Symptoms of polymorphic dermal angiitis
As is known, polymorphic dermal angiitis occurs with a characteristic lesion of the shin skin. But it also happens that another part of the body becomes the localization of rashes. In some cases, the appearance of such skin elements may be preceded by characteristic symptoms, including weakness, fever, excessive fatigue, headache, arthralgia, etc. It should be said that the rashes that have arisen on the skin can last for several months. When the rash heals completely, the impression of a final recovery of the patient may arise, however, it should be remembered that there is always a risk of relapse.
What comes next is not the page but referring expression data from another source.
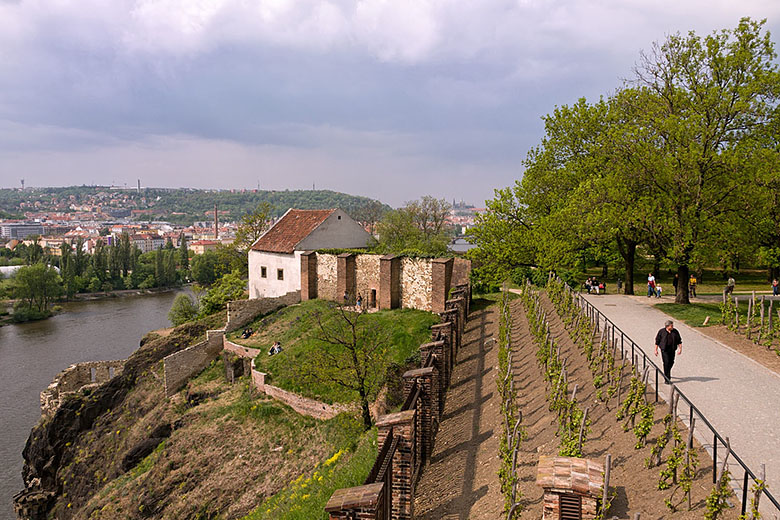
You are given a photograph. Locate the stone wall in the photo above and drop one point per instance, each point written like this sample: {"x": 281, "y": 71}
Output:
{"x": 241, "y": 312}
{"x": 182, "y": 365}
{"x": 327, "y": 277}
{"x": 302, "y": 405}
{"x": 416, "y": 283}
{"x": 239, "y": 350}
{"x": 367, "y": 278}
{"x": 76, "y": 377}
{"x": 461, "y": 271}
{"x": 406, "y": 439}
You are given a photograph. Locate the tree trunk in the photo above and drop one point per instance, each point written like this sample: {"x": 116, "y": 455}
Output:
{"x": 683, "y": 274}
{"x": 627, "y": 249}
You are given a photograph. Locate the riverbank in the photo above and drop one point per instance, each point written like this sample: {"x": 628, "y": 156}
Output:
{"x": 7, "y": 305}
{"x": 33, "y": 353}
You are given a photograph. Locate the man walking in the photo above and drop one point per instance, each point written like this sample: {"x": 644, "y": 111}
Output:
{"x": 668, "y": 339}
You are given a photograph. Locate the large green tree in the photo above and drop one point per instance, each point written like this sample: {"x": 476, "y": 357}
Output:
{"x": 705, "y": 98}
{"x": 36, "y": 286}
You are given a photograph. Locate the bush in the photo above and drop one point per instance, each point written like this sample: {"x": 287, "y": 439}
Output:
{"x": 183, "y": 310}
{"x": 22, "y": 315}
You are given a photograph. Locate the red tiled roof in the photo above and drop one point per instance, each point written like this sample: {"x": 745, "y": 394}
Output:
{"x": 291, "y": 229}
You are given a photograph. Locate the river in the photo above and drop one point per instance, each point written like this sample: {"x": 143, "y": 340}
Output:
{"x": 31, "y": 354}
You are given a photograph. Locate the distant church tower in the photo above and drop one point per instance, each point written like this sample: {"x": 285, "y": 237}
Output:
{"x": 216, "y": 224}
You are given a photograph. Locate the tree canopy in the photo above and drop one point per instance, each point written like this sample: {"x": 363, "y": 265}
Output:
{"x": 672, "y": 163}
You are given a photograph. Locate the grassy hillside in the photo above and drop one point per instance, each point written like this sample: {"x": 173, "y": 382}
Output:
{"x": 296, "y": 328}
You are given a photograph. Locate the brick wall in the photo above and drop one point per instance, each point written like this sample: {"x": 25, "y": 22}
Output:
{"x": 241, "y": 312}
{"x": 327, "y": 274}
{"x": 367, "y": 277}
{"x": 182, "y": 365}
{"x": 302, "y": 405}
{"x": 239, "y": 350}
{"x": 76, "y": 377}
{"x": 416, "y": 283}
{"x": 461, "y": 271}
{"x": 407, "y": 437}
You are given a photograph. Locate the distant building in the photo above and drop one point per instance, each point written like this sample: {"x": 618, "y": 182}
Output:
{"x": 275, "y": 258}
{"x": 19, "y": 230}
{"x": 201, "y": 246}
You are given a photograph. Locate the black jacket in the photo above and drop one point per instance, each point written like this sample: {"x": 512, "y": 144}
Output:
{"x": 660, "y": 338}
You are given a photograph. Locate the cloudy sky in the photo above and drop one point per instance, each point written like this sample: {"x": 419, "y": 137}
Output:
{"x": 387, "y": 98}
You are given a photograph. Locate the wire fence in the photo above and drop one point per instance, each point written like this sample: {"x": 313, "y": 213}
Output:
{"x": 638, "y": 355}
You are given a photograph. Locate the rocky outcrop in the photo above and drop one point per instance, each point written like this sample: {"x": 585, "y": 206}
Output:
{"x": 49, "y": 448}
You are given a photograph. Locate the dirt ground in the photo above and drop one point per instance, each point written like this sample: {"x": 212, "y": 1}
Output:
{"x": 634, "y": 484}
{"x": 461, "y": 481}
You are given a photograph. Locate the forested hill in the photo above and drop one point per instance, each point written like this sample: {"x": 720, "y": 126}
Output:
{"x": 182, "y": 205}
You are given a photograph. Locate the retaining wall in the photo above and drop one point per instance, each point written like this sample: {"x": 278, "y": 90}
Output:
{"x": 76, "y": 377}
{"x": 241, "y": 312}
{"x": 182, "y": 365}
{"x": 302, "y": 405}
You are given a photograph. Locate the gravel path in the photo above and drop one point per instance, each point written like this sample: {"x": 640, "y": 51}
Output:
{"x": 740, "y": 397}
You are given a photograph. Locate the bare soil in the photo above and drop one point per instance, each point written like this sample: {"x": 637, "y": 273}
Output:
{"x": 634, "y": 484}
{"x": 461, "y": 482}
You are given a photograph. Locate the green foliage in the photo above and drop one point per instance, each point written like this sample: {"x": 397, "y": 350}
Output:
{"x": 510, "y": 438}
{"x": 305, "y": 497}
{"x": 717, "y": 501}
{"x": 183, "y": 310}
{"x": 204, "y": 268}
{"x": 36, "y": 286}
{"x": 229, "y": 287}
{"x": 420, "y": 228}
{"x": 296, "y": 328}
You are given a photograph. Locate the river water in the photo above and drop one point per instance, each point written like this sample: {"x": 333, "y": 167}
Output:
{"x": 31, "y": 354}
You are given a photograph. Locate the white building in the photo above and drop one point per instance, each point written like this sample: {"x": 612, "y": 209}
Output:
{"x": 275, "y": 258}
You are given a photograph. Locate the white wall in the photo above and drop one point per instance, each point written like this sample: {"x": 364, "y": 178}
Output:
{"x": 336, "y": 232}
{"x": 270, "y": 287}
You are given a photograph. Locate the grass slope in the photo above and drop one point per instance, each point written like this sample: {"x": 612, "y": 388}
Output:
{"x": 297, "y": 330}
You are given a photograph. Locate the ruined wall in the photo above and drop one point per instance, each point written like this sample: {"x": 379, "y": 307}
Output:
{"x": 461, "y": 271}
{"x": 241, "y": 312}
{"x": 416, "y": 283}
{"x": 367, "y": 277}
{"x": 302, "y": 405}
{"x": 239, "y": 350}
{"x": 76, "y": 377}
{"x": 327, "y": 277}
{"x": 180, "y": 366}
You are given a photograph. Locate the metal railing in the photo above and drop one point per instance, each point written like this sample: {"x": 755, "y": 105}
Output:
{"x": 597, "y": 317}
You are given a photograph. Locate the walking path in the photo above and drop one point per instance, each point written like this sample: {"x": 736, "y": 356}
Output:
{"x": 739, "y": 397}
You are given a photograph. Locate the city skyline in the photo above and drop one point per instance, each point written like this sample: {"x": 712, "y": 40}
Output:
{"x": 386, "y": 100}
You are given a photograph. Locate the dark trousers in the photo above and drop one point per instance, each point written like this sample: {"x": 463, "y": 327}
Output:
{"x": 668, "y": 357}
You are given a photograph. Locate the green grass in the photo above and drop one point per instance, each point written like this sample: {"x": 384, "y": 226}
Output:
{"x": 297, "y": 329}
{"x": 305, "y": 497}
{"x": 694, "y": 314}
{"x": 748, "y": 280}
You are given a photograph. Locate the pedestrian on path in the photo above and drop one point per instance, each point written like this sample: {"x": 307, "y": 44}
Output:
{"x": 668, "y": 340}
{"x": 730, "y": 285}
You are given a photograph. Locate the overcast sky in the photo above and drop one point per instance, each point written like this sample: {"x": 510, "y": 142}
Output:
{"x": 392, "y": 99}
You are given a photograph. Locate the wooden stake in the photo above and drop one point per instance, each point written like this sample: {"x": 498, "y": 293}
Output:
{"x": 605, "y": 495}
{"x": 757, "y": 495}
{"x": 582, "y": 429}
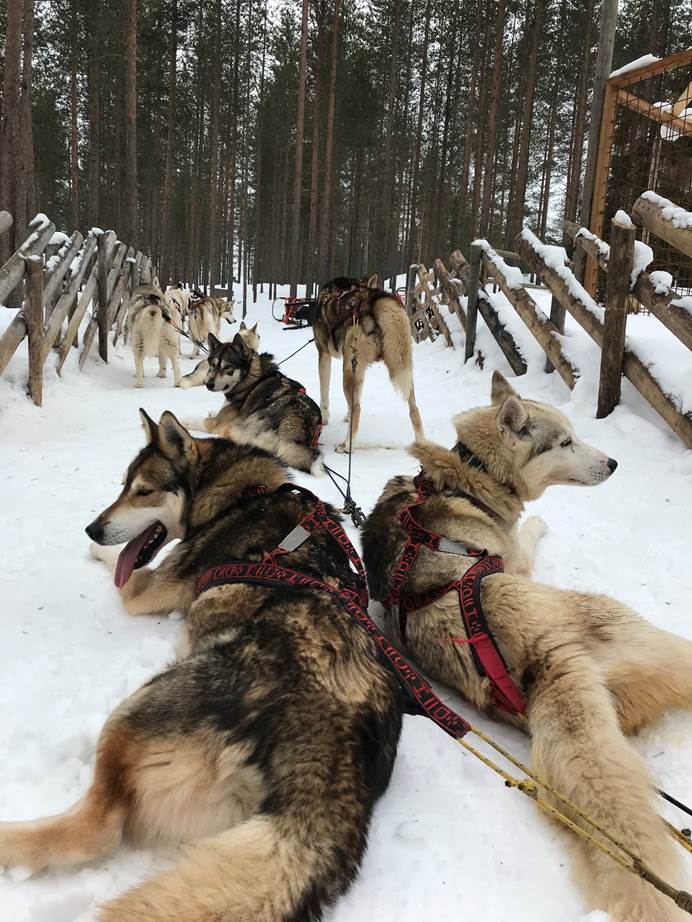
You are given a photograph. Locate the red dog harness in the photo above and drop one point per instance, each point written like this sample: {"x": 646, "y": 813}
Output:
{"x": 486, "y": 654}
{"x": 271, "y": 574}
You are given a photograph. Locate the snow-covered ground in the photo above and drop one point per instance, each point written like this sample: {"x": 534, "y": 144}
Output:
{"x": 448, "y": 841}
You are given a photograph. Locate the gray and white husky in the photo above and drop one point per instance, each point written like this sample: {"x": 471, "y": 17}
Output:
{"x": 151, "y": 334}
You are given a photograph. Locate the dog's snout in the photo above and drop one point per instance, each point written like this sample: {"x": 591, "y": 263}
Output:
{"x": 95, "y": 531}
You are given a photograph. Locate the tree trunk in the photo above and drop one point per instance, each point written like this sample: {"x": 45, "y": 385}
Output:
{"x": 214, "y": 153}
{"x": 9, "y": 122}
{"x": 74, "y": 118}
{"x": 94, "y": 91}
{"x": 326, "y": 211}
{"x": 167, "y": 250}
{"x": 25, "y": 175}
{"x": 491, "y": 121}
{"x": 577, "y": 142}
{"x": 516, "y": 217}
{"x": 413, "y": 250}
{"x": 298, "y": 174}
{"x": 131, "y": 220}
{"x": 232, "y": 146}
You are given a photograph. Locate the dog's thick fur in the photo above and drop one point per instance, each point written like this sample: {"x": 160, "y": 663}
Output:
{"x": 383, "y": 333}
{"x": 591, "y": 669}
{"x": 267, "y": 744}
{"x": 263, "y": 407}
{"x": 201, "y": 370}
{"x": 150, "y": 334}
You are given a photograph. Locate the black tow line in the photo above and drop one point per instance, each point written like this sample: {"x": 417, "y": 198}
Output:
{"x": 350, "y": 508}
{"x": 193, "y": 339}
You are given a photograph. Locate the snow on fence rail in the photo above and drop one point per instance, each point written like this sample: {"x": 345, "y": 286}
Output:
{"x": 624, "y": 260}
{"x": 61, "y": 277}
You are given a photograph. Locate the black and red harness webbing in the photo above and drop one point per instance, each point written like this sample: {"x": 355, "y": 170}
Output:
{"x": 273, "y": 575}
{"x": 486, "y": 655}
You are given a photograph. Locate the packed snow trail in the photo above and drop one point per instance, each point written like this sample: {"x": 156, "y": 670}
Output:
{"x": 448, "y": 841}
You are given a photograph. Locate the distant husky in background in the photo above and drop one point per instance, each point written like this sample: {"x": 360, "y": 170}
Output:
{"x": 358, "y": 315}
{"x": 199, "y": 375}
{"x": 149, "y": 332}
{"x": 205, "y": 315}
{"x": 590, "y": 669}
{"x": 263, "y": 407}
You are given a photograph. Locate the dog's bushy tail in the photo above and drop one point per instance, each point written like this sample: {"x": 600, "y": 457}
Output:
{"x": 396, "y": 343}
{"x": 153, "y": 328}
{"x": 260, "y": 871}
{"x": 579, "y": 749}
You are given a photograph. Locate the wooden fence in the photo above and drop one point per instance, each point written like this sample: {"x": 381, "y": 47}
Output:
{"x": 429, "y": 291}
{"x": 61, "y": 278}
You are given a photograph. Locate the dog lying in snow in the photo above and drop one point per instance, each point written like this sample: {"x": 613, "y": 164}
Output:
{"x": 590, "y": 670}
{"x": 267, "y": 744}
{"x": 199, "y": 375}
{"x": 151, "y": 334}
{"x": 262, "y": 407}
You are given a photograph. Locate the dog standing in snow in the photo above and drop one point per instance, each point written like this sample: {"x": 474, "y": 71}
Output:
{"x": 151, "y": 334}
{"x": 180, "y": 299}
{"x": 205, "y": 316}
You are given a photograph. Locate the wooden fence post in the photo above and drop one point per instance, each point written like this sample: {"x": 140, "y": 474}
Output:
{"x": 34, "y": 326}
{"x": 557, "y": 316}
{"x": 472, "y": 307}
{"x": 102, "y": 288}
{"x": 410, "y": 289}
{"x": 617, "y": 292}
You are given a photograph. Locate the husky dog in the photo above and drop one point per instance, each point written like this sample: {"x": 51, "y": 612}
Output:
{"x": 199, "y": 375}
{"x": 179, "y": 298}
{"x": 263, "y": 407}
{"x": 268, "y": 743}
{"x": 203, "y": 319}
{"x": 381, "y": 332}
{"x": 205, "y": 316}
{"x": 150, "y": 333}
{"x": 591, "y": 670}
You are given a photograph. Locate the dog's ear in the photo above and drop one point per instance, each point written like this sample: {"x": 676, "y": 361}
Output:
{"x": 175, "y": 442}
{"x": 511, "y": 418}
{"x": 501, "y": 389}
{"x": 151, "y": 430}
{"x": 240, "y": 344}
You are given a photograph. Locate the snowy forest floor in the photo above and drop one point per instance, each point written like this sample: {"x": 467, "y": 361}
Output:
{"x": 448, "y": 840}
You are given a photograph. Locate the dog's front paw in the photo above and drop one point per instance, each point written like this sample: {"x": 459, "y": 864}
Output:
{"x": 107, "y": 554}
{"x": 535, "y": 526}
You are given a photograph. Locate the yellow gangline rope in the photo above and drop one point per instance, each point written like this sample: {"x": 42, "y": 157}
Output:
{"x": 621, "y": 854}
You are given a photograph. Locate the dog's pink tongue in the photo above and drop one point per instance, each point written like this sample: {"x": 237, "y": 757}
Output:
{"x": 129, "y": 554}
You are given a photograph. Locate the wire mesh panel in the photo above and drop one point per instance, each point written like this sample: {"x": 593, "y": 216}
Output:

Depending on which of the elements of the rash prevails, we can talk about the existence of different types of polymorphic dermal angiitis.
Diagnosis of polymorphic dermal angiitis
The main diagnostic method that a dermatologist uses to make a diagnosis is dermatoscopy. This study makes it possible to detect the inflammatory process taking place in the walls of blood vessels, as well as possible impregnation with fibrin, thrombosis, all kinds of necrotic changes or the exit of blood cells beyond the boundaries of blood vessels.
Treatment of polymorphic dermal angiitis
The best treatment for polymorphic dermal angiitis is the use of anti—inflammatory drugs, including butadione or indomethacin. In addition, various antihistamines are used (for example, suprastin or desloratadine), vitamins P and C, as well as preparations containing calcium. In case of infection occurring against the background of polymorphic dermal angiitis, doctors prescribe antibiotic therapy. In more severe cases, glucocorticosteroid therapy is used, as well as various methods of extracorporeal hemocorrection, including plasmapheresis or cryoaferesis. In the case of a recurrent course, a longer course of delagil is usually prescribed. For the local treatment of polymorphic dermal angiitis, bandages with corticosteroids are used, as well as ointments of Flucinar or Photocort.